Le informazioni essenziali da tenere a mente
- La zona tipica è il bordo del naso e il solco nasolabiale, con rossore, squame fini o untuose e un fastidio che va e viene.
- Non è contagiosa e non dipende da scarsa igiene: contano infiammazione, Malassezia, sebo e fattori scatenanti.
- La routine più utile è delicata: detergente senza profumo, crema semplice e, se serve, un antimicotico topico indicato dal dermatologo.
- Scrub, alcol, profumi, acidi forti e cortisonici usati troppo a lungo sul viso possono peggiorarla.
- Se non migliora in 2-4 settimane, se cambia aspetto o se il dubbio resta, serve una valutazione dermatologica.

Come si presenta sul naso e nei solchi nasolabiali
Di solito la riconosci da una combinazione piuttosto tipica: arrossamento ai lati delle narici, desquamazione fine o a scaglie unte, pelle che tira ma a tratti appare lucida, e un fastidio che va e viene.
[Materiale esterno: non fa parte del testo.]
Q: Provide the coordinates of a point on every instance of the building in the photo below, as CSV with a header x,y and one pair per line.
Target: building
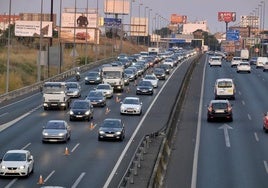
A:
x,y
191,27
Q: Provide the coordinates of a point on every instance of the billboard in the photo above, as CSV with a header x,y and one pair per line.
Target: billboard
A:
x,y
178,19
226,17
32,29
116,7
80,27
139,26
232,35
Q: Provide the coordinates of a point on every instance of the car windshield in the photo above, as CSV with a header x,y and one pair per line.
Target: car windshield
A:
x,y
80,105
55,125
111,124
150,78
103,87
219,105
95,94
71,85
224,84
15,157
131,101
144,83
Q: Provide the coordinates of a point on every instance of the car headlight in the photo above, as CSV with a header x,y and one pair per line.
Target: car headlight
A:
x,y
3,167
22,167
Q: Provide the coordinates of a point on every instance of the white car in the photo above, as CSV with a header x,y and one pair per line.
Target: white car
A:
x,y
235,61
169,61
152,78
107,89
215,61
17,163
243,66
131,105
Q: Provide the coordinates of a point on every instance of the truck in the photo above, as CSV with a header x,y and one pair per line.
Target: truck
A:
x,y
153,51
114,75
55,95
244,54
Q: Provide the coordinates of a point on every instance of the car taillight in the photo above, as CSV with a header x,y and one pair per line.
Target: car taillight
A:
x,y
210,109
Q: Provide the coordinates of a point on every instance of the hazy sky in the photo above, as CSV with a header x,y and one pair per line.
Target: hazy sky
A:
x,y
196,10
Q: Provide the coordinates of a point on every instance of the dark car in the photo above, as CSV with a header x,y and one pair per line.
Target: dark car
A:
x,y
219,109
97,98
145,88
166,67
81,110
56,130
93,77
160,73
112,129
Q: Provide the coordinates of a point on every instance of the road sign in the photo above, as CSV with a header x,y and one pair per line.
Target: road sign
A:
x,y
112,22
232,35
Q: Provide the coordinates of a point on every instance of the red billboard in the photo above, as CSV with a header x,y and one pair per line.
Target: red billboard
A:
x,y
178,19
226,16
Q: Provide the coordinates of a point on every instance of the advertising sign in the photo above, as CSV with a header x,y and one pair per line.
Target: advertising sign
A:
x,y
139,26
178,19
116,7
32,29
112,22
232,35
79,27
226,17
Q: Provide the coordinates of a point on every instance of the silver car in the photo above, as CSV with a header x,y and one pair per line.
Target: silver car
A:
x,y
73,89
56,130
17,163
107,89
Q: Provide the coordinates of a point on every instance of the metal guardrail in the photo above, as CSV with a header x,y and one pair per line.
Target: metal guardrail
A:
x,y
168,132
60,77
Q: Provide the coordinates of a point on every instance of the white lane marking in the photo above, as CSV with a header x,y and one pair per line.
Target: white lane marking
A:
x,y
256,137
198,132
265,166
225,128
11,183
249,117
26,146
45,180
6,125
4,114
78,180
135,132
75,147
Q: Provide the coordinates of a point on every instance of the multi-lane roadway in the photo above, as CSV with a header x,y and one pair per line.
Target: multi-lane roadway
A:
x,y
88,162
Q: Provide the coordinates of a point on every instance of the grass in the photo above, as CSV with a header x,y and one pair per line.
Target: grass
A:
x,y
23,61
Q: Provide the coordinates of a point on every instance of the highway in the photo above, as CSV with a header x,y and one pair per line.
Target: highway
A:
x,y
221,154
88,162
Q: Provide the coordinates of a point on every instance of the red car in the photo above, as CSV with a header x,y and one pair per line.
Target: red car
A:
x,y
265,122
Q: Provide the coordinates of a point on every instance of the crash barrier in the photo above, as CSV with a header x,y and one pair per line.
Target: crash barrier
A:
x,y
60,77
167,132
160,167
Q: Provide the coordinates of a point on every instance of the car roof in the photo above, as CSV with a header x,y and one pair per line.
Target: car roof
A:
x,y
17,151
224,79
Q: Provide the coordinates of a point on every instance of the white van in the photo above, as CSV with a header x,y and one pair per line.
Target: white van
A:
x,y
224,88
261,61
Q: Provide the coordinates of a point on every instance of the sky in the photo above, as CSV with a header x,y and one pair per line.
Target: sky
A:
x,y
195,10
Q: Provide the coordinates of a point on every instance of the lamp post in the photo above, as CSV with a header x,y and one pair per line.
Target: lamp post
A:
x,y
8,47
139,23
148,41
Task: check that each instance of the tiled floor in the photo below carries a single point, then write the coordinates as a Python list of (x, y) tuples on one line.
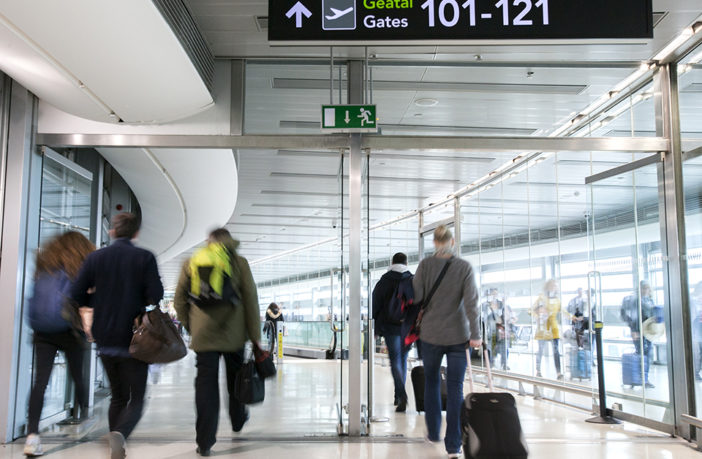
[(298, 421)]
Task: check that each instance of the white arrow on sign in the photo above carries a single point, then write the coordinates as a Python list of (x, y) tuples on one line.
[(298, 10)]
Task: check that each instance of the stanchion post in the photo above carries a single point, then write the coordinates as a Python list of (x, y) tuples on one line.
[(280, 332), (603, 418)]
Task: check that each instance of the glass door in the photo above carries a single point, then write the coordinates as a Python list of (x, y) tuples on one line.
[(626, 255), (66, 193)]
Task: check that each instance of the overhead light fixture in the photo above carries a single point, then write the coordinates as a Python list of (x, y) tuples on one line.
[(426, 102)]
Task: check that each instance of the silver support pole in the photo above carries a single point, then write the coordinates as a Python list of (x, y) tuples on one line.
[(355, 373), (457, 224), (355, 95), (420, 236), (238, 95), (675, 274)]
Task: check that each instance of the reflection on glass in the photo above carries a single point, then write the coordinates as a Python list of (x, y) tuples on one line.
[(627, 254), (65, 206)]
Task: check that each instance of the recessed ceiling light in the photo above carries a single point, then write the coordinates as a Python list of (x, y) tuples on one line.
[(427, 102)]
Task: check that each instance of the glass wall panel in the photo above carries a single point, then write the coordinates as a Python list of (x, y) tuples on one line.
[(632, 116), (627, 254), (546, 307), (65, 205), (690, 77)]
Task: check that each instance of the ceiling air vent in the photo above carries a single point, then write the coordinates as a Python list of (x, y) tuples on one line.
[(181, 21), (658, 17), (261, 23), (693, 87)]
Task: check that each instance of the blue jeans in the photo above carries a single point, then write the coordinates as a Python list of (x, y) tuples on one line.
[(647, 352), (398, 364), (455, 374)]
Sul viso può comparire anche nelle sopracciglia, tra le pieghe del naso e vicino all’attaccatura dei capelli, quindi non sorprende trovarla insieme alla forfora del cuoio capelluto.
Io guarderei soprattutto due dettagli: l’aspetto delle squame e il comportamento della lesione. Se la zona si attenua e poi torna a riaccendersi, il quadro è molto più coerente con una dermatite seborroica che con un’irritazione occasionale.
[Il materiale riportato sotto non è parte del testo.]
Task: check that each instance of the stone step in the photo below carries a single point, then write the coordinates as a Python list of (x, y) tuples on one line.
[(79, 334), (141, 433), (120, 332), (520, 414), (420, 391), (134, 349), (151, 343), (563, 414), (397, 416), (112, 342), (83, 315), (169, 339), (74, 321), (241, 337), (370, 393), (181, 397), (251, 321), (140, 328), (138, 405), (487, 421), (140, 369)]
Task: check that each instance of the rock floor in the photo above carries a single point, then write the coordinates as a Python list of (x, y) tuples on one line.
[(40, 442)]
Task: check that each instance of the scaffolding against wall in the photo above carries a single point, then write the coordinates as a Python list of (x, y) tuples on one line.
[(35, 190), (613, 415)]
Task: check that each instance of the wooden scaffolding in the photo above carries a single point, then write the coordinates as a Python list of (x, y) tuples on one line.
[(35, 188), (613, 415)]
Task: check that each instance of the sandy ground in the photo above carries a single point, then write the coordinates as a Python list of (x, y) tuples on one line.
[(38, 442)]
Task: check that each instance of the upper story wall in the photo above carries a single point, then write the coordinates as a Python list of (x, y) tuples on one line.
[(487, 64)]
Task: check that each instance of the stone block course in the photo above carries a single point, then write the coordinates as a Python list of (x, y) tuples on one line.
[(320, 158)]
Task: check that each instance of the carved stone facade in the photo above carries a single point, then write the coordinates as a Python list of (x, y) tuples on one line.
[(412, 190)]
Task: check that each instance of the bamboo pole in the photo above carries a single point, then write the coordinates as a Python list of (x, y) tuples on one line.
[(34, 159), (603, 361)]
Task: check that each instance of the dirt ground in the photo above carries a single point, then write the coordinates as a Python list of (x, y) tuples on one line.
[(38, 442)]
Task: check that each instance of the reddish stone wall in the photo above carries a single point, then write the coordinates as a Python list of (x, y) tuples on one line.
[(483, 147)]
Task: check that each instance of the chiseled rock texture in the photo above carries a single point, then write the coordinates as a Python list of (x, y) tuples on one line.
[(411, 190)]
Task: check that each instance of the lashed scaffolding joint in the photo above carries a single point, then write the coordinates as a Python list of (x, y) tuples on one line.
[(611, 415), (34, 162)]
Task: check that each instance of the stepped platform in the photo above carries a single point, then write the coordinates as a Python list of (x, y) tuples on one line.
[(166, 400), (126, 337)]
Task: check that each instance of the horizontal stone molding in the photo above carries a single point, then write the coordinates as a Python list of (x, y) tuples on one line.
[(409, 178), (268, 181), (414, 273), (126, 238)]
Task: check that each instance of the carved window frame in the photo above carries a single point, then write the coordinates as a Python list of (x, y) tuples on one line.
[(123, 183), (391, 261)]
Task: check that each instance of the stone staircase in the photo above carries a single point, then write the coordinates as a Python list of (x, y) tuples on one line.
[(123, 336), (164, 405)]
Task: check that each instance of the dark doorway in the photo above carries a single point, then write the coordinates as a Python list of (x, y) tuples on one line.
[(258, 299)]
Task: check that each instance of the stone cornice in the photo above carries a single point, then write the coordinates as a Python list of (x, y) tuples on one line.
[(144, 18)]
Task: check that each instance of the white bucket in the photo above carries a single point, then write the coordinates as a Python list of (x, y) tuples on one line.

Il prurito può esserci, ma spesso il segnale dominante è un bruciore lieve o la sensazione di pelle “instabile”, cioè facilmente irritabile. Capire questa presentazione aiuta già a non confonderla con problemi che hanno un aspetto simile ma un trattamento diverso.
Ed è proprio qui che entrano in gioco cause e fattori di riacutizzazione, perché il naso è una zona più esposta di quanto sembri.
Perché si accende proprio in questa zona
La dermatite seborroica compare con più facilità nelle aree ricche di ghiandole sebacee, e il naso è una di queste. Il sebo non è “sporco”, né significa automaticamente pelle grassa: il problema è la risposta infiammatoria della cute, che in alcune persone reagisce in modo eccessivo alla presenza di Malassezia, un lievito normalmente presente sulla pelle.
Nel mondo reale la ricaduta non dipende mai da un solo fattore. Freddo secco, stress, poco sonno, sfregamento della mascherina, detergenti aggressivi, profumi, esfolianti troppo frequenti e cambi improvvisi nella routine possono accendere o amplificare il quadro.
- Freddo e aria secca, che rendono la barriera cutanea più fragile.
- Detersione eccessiva, soprattutto se usi prodotti sgrassanti o schiumogeni.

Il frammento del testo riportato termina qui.